Quick addendum: I got stuck for two hours at a presentation by Stuart Browning, the Michael Moore wanna be from the other side. Full disclosure - I walked out before it was over. Still, I want to expose my readers to as much info as possible. Michael Moore's website is www.michaelmoore.com Stuart Browning can be found at www.stuartbrowning.net He is known for his 6 minute movie A Short Course On Brain Surgery

Saturday, May 2, 2009

Getting Directions

Avenue or Street? Name or Number? Four quick details and you can find your way around in Phoenix in minutes. Numbered roads run north and south. If that numbered road is also a street, such as 24th Street, then it is on the east side of town. 19th Avenue is on the west side. Indian School Road runs east and west.

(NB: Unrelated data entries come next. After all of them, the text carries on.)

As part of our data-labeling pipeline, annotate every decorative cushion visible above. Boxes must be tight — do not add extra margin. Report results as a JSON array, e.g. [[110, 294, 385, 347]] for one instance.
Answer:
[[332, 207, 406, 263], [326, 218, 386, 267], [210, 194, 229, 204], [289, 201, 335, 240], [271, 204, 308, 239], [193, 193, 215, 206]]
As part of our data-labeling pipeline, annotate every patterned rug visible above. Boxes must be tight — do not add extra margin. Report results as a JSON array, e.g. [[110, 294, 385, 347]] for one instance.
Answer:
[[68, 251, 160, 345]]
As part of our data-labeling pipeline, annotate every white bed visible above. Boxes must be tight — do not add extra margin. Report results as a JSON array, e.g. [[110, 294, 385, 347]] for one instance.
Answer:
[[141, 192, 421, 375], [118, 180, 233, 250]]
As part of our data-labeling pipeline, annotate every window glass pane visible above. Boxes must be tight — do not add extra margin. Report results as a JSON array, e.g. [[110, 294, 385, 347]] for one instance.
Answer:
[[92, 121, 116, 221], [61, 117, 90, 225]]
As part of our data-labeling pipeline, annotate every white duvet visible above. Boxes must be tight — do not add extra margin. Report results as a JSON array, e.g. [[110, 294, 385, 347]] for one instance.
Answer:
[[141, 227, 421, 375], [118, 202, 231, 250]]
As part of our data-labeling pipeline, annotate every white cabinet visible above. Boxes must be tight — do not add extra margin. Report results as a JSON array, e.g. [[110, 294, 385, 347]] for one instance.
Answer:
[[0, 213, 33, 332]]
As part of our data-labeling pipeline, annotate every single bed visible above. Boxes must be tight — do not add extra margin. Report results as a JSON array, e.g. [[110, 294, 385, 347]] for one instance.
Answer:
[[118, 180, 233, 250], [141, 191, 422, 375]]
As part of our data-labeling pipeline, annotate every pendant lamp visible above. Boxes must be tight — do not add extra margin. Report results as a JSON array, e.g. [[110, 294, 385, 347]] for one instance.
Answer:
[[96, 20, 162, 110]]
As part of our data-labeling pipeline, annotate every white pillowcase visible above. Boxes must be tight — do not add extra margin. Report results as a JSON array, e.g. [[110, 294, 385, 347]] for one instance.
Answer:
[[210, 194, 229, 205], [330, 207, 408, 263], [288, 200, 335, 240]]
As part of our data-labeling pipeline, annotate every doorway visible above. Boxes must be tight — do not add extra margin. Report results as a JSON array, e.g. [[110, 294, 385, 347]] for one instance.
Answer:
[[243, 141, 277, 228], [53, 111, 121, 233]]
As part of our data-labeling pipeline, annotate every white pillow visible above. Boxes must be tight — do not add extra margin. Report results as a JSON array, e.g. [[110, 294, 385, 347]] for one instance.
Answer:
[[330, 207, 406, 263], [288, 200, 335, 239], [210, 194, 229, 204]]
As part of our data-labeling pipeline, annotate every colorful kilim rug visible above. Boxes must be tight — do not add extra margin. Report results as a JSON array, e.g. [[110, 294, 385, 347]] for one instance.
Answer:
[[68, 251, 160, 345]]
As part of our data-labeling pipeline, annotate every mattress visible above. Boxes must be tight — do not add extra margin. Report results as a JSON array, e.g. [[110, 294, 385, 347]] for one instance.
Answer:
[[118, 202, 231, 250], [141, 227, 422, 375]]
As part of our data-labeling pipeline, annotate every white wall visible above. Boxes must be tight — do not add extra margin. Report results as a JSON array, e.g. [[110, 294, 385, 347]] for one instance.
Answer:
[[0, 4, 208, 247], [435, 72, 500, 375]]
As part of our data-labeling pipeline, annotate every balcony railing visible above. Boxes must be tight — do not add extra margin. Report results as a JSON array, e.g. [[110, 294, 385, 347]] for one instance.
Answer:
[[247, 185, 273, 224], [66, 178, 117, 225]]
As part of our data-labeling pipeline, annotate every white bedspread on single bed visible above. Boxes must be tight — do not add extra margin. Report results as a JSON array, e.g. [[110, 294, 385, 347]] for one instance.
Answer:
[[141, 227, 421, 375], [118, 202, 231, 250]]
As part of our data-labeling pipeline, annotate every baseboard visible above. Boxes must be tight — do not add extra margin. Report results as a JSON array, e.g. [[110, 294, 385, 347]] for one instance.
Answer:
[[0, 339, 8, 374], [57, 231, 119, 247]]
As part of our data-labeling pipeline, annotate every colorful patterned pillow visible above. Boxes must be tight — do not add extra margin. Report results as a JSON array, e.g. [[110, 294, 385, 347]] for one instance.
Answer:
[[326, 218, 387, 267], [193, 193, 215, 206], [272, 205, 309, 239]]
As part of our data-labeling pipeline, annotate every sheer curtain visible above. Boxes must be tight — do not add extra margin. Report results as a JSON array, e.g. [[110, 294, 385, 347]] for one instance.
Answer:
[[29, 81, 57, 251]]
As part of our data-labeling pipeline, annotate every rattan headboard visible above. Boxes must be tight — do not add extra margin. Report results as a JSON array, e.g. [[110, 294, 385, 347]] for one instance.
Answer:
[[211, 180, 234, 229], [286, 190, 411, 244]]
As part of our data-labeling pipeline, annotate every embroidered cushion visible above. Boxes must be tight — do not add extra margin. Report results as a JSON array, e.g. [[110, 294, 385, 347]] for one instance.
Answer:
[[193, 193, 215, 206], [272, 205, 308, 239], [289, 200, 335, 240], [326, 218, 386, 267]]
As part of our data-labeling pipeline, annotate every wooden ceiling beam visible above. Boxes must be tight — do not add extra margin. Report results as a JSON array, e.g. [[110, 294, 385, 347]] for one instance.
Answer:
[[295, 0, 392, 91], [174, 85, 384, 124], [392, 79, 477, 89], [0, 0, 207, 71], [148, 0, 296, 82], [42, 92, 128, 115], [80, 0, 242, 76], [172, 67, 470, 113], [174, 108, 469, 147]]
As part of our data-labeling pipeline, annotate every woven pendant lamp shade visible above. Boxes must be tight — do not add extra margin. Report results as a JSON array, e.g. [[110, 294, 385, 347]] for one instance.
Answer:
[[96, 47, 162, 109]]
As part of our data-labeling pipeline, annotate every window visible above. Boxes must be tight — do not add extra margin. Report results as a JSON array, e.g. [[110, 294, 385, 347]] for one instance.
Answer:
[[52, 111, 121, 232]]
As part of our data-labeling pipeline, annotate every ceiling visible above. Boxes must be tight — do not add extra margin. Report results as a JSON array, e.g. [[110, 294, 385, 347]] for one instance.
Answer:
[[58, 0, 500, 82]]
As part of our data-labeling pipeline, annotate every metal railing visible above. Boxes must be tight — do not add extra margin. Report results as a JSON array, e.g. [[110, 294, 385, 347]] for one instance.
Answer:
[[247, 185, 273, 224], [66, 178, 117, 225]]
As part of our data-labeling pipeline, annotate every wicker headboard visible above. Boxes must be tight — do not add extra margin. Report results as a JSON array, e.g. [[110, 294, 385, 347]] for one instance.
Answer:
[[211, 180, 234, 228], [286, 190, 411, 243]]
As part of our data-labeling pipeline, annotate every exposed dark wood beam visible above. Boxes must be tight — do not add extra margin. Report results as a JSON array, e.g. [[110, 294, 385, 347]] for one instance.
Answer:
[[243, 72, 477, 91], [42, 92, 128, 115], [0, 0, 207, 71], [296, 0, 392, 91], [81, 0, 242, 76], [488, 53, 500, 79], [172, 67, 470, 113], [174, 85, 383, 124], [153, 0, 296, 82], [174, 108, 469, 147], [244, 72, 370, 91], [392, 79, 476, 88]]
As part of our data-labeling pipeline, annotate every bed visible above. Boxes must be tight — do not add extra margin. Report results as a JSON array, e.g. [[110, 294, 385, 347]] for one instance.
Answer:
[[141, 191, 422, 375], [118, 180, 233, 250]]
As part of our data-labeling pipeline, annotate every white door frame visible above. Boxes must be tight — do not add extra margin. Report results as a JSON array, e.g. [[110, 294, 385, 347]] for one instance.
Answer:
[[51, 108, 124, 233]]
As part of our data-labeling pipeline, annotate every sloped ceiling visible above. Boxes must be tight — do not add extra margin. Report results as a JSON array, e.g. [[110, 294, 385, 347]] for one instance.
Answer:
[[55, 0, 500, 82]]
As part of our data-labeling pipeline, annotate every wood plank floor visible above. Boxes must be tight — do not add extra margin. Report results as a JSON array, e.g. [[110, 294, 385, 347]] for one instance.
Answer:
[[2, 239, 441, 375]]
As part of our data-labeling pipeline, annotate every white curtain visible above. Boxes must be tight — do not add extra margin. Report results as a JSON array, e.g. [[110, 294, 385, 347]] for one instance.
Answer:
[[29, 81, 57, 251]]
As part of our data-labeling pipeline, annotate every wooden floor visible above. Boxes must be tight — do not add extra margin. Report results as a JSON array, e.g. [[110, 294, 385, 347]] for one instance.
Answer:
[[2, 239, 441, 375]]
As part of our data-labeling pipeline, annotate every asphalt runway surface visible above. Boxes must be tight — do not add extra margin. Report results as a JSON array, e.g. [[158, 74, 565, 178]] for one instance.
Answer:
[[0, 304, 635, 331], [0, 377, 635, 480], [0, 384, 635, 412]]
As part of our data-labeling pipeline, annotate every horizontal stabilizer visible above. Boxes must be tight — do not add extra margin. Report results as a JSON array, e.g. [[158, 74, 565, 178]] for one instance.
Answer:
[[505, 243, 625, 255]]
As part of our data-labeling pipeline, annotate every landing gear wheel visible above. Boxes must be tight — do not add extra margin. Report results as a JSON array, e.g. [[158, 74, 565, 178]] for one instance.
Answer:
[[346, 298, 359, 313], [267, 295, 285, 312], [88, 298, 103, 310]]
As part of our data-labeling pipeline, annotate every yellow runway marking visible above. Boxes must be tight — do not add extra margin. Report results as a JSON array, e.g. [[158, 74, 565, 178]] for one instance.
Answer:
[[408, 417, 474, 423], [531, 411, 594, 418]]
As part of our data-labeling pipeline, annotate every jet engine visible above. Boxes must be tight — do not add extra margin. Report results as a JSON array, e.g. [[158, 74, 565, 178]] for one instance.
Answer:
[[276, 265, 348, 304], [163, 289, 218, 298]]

A perfect grid, Phoenix is easy to navigate.

Have you ever tried to explain how to get from Westlake to University Heights?

The Phoenix grid was designed first. The city of Phoenix was built within that framework. Greater Cleveland is very different. Our communities are linked by our roads. Our street system, with its twists and turns, traffic circles, and five point intersections, is organic, reactive, and responsive. New Brainard Road quickly comes to mind.

I think about our lack of north - south streets and the joy of an efficient grid every time I am stuck in traffic on Richmond Road. We have all dreamed of a better way to get around town. We just have to decide which neighborhoods to bulldoze.

Creating a health care delivery system where none existed is a lot like planning a city's grid. With limited expectations and little to disrupt, the new program would face little opposition.

Think about the delivery and payment of health care in the US. Our system is organic and ever changing. Part action, part reaction, we have evolved from a system of community hospitals and doctor/entrepreneurs to regional medical centers who employ entire teams of professionals.

Just as the medical providers have changed, so too have the payers. Blue Cross and Blue Shield associations were originally created by doctors and hospitals as a means for the patients to prepay for medical services. Health insurance quickly followed. Over the last seventy years we've moved from indemnity policies to Health Maintenance Organizations (HMO), Preferred Provider Organizations (PPO), and even the occasional Point of Service Plan (POS). Insurers now research everything from the most efficient ways to deliver health care to drug interaction and disease management.

Medicare brought the federal government into our system. Almost overnight, Washington went from uninvolved to a key player. Medicare pays the majority of the cost for the care of our elderly and infirm. The government decides how much it will pay for a doctor's exam,test, or hospital stay. Less than the insurance companies, less than the self-pay, government payments are accept or reject. The medical provider either accepts Medicare and its rules, its limitations, and its millions of beneficiaries, or he/she doesn't. Most providers accept Medicare.

Providers, insurers, and governmental changes have significantly impacted the way health care is practiced in this country. In many ways we have lost sight of who pays for medical services.

There are commercials on TV for diabetic testing devices, lift chairs. and scooters that are FREE if you are on Medicare. They aren't free. We are paying, probably over-paying, for all of this.

Like a drive down Van Aken Boulevard, Congress is discovering that our health care delivery system isn't a simple north-south or east-west. The New York Times reported on April 26, 2009 http://www.nytimes.com/2009/04/27/health/policy/27care.html?_r=1&th&emc=th that the shortage of primary care physicians is just one more unanticipated obstacle on the path of change. Our current system rewards specialists. A revenue neutral option would lower the reimbursements for specialists, freeing up money for the general practitioners. Needless to say, the orthopedic surgeons are not happy.

Action and reaction. Raise compensation? Add more doctors? The one thing most of us know for sure is that we can't tear down our existing system and start over from scratch. So as we debate change and what the final results will be, we must be certain that we don't neglect to map the road from where we are to that final goal.